Trauma can be understood as an inescapably stressful event that overwhelms a person’s existing coping mechanisms. These experiences can be unspeakable and can have an ongoing, haunting presence in the person’s life.
The Trauma Programme in St Patrick’s Mental Health Services (SPMHS) is a group-based programme designed for people who have experienced trauma. It is intended that people feel a sense of safeness and connection within the group. This connection supports group members to develop a compassionate mind, which helps them to safely revisit the past and to not feel alone. The aim of revisiting past traumas is to improve life in the present and future.
During the Trauma Programme, service users will attend both group and individual therapy sessions over different stages. The group elements include trauma psychoeducation, compassionate imagery exercises, safely embodied skills, and memory processing work. The individual therapy offers a range of evidence-based trauma memory therapy.
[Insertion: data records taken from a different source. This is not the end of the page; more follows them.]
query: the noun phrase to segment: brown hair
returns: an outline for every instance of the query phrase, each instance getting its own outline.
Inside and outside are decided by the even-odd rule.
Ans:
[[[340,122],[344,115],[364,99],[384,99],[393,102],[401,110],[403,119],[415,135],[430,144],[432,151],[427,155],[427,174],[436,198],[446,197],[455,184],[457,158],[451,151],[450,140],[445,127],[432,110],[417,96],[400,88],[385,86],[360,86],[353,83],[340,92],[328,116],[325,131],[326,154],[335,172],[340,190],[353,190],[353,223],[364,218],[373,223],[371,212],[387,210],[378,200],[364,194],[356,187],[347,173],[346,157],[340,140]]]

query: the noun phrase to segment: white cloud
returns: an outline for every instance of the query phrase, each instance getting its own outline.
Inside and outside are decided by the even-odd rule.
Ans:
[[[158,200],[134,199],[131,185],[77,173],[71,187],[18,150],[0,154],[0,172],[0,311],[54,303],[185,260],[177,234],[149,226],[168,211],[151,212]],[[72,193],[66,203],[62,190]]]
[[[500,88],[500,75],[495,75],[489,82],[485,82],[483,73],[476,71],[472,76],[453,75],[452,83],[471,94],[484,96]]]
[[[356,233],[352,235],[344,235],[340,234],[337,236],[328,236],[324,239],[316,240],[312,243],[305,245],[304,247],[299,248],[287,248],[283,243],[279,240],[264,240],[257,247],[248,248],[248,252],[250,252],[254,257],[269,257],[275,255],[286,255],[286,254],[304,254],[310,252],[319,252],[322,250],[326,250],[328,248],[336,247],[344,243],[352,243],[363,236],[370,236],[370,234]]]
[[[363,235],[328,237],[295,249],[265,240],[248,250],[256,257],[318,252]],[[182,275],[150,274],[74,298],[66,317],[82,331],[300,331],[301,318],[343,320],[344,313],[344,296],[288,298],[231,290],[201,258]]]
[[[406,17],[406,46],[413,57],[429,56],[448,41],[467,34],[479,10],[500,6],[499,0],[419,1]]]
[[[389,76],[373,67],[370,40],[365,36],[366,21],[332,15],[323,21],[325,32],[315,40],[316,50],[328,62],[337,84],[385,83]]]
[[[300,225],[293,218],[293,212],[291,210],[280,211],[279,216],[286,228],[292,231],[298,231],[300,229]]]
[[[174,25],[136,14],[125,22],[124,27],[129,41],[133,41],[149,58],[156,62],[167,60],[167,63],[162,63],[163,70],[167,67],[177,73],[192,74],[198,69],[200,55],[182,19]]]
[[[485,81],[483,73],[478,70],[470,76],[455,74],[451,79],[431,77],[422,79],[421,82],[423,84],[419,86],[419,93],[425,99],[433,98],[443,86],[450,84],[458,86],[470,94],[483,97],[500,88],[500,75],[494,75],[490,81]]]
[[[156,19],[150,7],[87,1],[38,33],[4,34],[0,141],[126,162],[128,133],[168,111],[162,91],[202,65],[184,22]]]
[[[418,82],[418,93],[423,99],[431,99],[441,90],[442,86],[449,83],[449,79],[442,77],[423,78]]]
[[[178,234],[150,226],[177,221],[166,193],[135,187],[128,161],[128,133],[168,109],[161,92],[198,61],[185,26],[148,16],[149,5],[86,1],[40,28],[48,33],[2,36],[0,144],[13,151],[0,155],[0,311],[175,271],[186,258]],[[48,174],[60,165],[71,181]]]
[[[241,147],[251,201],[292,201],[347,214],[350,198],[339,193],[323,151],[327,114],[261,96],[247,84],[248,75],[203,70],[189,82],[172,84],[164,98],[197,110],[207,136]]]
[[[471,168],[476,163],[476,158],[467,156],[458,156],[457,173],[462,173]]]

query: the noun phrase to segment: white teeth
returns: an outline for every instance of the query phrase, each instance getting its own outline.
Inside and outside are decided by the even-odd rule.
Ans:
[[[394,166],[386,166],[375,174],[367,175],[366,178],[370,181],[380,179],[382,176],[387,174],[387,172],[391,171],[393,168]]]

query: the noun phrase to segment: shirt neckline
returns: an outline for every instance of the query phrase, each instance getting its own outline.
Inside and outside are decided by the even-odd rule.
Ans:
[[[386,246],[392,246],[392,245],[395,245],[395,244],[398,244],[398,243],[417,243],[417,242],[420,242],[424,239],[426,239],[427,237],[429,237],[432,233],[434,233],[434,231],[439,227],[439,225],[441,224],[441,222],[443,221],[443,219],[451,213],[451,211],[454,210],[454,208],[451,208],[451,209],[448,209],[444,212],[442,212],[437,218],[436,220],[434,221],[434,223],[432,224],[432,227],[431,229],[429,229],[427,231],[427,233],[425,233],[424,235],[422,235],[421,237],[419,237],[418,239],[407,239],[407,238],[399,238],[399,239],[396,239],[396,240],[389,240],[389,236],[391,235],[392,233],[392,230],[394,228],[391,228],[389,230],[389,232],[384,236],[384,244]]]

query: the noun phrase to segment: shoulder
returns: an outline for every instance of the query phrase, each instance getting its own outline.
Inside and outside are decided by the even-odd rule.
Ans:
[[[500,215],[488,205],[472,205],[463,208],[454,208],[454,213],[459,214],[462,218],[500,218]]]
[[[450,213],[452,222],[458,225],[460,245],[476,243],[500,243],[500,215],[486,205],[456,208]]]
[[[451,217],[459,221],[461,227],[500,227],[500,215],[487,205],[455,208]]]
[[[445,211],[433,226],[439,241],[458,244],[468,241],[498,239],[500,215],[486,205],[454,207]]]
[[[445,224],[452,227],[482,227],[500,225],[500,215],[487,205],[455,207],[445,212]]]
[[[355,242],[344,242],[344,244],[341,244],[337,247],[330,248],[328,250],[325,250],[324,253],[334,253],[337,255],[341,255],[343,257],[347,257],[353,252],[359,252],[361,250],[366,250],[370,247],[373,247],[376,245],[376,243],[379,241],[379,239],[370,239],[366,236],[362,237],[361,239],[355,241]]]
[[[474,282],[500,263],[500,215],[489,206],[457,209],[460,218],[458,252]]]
This is a day programme which takes place twice a week over seven months, and is run by a team of two psychologists and an assistant psychologist. It typically takes place in an in-person format, based in St Patrick’s University Hospital in Dublin 8.
Places in the Trauma Programme are currently available only to service users under the care of a consultant psychiatrist in SPMHS. If you are receiving care in SPMHS and are interested in taking part in the programme, please speak to your multidisciplinary team: your team psychologist may meet with you and assess if the Trauma Programme would be suitable for you.